Once installed, the software alters the names of MP3 files, moving the
first letter to the end of the word. The band Metallica (news - web
sites), for instance, would become ettalicam.
Napster, which has about 60 million users worldwide, has already
begun filtering song titles in order to block access.
Under a court injunction issued on March 5, Napster is required to bar
the transfer of songs specified within three days of notification by the
copyright holders.
PulseNewMedia says they have already had more than 20,000
downloads of their program, the Post reported.

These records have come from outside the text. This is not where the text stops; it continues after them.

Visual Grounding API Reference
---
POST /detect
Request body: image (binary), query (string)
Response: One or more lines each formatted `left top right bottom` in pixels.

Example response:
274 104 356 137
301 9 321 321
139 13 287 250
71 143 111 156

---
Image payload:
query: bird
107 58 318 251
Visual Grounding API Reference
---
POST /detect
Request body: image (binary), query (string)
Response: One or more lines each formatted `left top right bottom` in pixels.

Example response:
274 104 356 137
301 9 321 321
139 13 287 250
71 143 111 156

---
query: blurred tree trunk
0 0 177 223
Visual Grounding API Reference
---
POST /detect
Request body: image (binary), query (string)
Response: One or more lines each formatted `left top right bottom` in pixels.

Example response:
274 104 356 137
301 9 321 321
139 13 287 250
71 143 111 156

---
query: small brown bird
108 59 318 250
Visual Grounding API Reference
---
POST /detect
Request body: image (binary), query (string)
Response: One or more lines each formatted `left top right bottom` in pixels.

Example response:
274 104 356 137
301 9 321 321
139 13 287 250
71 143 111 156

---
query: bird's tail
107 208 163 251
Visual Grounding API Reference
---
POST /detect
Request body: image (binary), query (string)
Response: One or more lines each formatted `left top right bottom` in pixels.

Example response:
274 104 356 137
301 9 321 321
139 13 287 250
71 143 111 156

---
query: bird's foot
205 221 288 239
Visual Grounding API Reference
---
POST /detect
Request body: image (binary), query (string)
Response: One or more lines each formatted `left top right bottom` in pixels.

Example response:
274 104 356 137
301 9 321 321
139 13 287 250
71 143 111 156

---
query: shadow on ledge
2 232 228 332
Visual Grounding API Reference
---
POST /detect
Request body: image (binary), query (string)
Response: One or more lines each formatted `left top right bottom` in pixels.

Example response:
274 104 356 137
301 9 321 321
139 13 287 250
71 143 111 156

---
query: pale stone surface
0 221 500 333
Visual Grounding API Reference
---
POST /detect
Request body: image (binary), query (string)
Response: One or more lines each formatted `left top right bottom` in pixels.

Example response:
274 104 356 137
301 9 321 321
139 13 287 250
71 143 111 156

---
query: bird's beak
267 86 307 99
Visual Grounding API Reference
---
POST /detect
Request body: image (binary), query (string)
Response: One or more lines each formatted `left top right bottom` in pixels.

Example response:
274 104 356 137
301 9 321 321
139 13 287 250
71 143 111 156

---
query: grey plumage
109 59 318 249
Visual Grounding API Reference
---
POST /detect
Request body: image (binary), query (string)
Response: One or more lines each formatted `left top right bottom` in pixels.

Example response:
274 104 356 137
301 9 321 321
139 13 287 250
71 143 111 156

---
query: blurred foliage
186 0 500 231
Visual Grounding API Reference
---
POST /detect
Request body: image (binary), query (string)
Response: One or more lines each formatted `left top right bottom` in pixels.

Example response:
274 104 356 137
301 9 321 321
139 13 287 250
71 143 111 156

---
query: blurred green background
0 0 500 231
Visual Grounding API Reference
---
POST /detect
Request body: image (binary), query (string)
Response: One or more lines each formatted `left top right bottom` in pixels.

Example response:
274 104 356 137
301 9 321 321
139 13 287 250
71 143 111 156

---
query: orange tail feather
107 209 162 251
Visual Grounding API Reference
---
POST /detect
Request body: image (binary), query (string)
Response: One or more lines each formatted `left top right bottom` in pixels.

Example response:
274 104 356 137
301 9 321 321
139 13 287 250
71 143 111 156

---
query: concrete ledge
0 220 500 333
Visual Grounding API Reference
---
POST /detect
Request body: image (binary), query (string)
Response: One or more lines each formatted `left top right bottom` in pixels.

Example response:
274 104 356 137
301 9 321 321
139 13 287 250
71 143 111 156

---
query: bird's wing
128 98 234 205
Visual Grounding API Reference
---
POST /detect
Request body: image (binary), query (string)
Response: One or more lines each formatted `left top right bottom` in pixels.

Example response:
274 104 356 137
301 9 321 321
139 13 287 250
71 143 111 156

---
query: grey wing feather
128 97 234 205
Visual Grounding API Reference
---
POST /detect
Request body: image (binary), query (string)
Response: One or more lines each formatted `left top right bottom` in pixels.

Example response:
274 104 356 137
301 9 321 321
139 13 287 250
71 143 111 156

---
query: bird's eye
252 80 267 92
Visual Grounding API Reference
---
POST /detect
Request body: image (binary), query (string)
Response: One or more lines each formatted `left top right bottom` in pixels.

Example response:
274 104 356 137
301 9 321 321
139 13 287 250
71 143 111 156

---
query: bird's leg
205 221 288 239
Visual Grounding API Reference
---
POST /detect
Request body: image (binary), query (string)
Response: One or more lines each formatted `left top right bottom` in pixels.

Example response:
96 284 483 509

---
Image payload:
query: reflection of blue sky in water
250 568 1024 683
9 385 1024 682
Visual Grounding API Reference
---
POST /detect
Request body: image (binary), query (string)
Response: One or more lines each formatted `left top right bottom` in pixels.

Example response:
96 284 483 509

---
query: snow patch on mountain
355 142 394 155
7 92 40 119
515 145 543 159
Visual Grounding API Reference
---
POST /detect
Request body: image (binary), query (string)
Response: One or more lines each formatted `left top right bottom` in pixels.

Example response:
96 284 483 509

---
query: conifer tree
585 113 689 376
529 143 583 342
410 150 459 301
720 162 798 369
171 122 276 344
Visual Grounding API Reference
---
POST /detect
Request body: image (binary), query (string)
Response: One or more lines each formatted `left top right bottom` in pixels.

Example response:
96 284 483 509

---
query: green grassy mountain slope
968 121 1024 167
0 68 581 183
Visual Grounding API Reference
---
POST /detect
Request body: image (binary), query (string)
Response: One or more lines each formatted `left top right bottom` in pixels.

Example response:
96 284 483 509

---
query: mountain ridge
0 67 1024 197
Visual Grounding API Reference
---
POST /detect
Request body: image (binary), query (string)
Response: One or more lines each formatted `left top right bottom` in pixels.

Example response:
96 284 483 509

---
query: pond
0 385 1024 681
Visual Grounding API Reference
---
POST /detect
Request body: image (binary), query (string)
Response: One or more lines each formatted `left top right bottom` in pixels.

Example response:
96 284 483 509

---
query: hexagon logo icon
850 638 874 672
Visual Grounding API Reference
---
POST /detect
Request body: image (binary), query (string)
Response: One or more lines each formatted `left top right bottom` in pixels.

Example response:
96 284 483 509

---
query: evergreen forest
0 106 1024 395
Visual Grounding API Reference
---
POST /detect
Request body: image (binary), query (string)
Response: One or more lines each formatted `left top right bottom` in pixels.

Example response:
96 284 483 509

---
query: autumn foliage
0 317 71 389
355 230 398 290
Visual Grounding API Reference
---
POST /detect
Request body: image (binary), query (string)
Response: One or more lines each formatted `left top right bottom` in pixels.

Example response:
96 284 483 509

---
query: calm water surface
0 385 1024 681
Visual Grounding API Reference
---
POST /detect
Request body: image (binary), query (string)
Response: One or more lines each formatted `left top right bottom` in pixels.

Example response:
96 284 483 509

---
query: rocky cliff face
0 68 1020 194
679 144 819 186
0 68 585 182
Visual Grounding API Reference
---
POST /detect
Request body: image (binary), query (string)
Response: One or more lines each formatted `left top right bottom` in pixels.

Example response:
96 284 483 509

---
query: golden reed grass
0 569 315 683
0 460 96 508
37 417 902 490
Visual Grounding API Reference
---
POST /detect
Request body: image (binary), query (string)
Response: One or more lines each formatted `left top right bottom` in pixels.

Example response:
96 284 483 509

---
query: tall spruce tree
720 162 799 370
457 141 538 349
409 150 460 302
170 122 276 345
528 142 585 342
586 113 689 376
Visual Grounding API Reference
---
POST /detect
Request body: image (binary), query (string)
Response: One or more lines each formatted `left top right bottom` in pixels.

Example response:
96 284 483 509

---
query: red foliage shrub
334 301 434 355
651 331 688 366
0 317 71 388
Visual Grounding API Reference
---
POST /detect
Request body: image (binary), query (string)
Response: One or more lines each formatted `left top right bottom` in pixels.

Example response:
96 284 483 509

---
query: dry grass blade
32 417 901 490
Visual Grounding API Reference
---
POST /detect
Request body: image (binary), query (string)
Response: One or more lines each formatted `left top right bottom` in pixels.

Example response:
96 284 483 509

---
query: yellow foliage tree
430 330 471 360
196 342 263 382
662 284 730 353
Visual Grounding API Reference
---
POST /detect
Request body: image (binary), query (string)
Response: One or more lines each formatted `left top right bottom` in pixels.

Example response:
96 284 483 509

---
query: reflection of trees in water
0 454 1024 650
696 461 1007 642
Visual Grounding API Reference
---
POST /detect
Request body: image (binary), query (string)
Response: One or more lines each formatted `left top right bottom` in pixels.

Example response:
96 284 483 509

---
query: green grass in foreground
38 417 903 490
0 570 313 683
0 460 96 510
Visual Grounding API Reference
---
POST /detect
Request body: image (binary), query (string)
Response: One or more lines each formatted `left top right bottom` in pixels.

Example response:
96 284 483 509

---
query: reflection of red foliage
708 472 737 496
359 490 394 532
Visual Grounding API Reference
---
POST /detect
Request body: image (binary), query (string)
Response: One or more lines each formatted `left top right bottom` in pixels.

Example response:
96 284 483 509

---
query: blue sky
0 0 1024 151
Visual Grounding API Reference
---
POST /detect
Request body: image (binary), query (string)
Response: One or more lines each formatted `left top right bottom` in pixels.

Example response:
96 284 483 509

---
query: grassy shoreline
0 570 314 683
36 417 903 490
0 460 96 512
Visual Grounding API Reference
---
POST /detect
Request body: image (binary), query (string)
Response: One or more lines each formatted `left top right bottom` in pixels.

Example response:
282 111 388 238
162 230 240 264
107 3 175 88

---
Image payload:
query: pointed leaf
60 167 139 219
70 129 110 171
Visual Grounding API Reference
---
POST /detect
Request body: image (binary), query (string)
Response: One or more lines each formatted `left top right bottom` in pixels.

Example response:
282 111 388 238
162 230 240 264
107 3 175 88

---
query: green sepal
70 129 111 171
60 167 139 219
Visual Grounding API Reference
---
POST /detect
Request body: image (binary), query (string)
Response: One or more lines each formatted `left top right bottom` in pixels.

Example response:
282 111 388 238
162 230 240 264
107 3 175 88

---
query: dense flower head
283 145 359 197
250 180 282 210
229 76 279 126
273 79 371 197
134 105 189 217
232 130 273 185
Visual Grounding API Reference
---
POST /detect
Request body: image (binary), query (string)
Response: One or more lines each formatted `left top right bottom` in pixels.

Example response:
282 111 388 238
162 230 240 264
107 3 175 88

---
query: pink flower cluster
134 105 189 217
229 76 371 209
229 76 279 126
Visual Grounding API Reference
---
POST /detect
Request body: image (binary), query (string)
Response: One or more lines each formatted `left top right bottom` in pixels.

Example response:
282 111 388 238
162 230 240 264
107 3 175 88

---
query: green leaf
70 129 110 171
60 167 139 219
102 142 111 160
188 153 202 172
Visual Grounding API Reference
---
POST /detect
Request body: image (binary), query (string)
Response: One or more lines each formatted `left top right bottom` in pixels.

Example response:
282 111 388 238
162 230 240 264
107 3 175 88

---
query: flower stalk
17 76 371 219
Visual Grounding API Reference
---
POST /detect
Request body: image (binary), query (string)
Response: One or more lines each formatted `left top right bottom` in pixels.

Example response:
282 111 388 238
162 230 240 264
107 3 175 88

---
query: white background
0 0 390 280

The software mirrors a program released March 4 by U.S. company
Aimster, whose software lets users trade files by piggybacking on instant
message networks.
Aimster Chief Executive Officer Johnny Deep said last week that
changing file names with encryption makes it illegal to systematically
remove the altered files.
Deep said Napster might be able to remove encrypted file names one
by one, but it couldn't "reverse engineer" the Pig Encoder to remove all
songs that had been encrypted -- even though the encryption is so
simple that anyone can deduce the real title of an encrypted file name.
The Digital Millennium Copyright Act (news - web sites) outlaws the
reverse engineering of encryption schemes, Deep said. Encryption is
defined as "the scrambling and descrambling of information using
mathematical formulas or algorithms."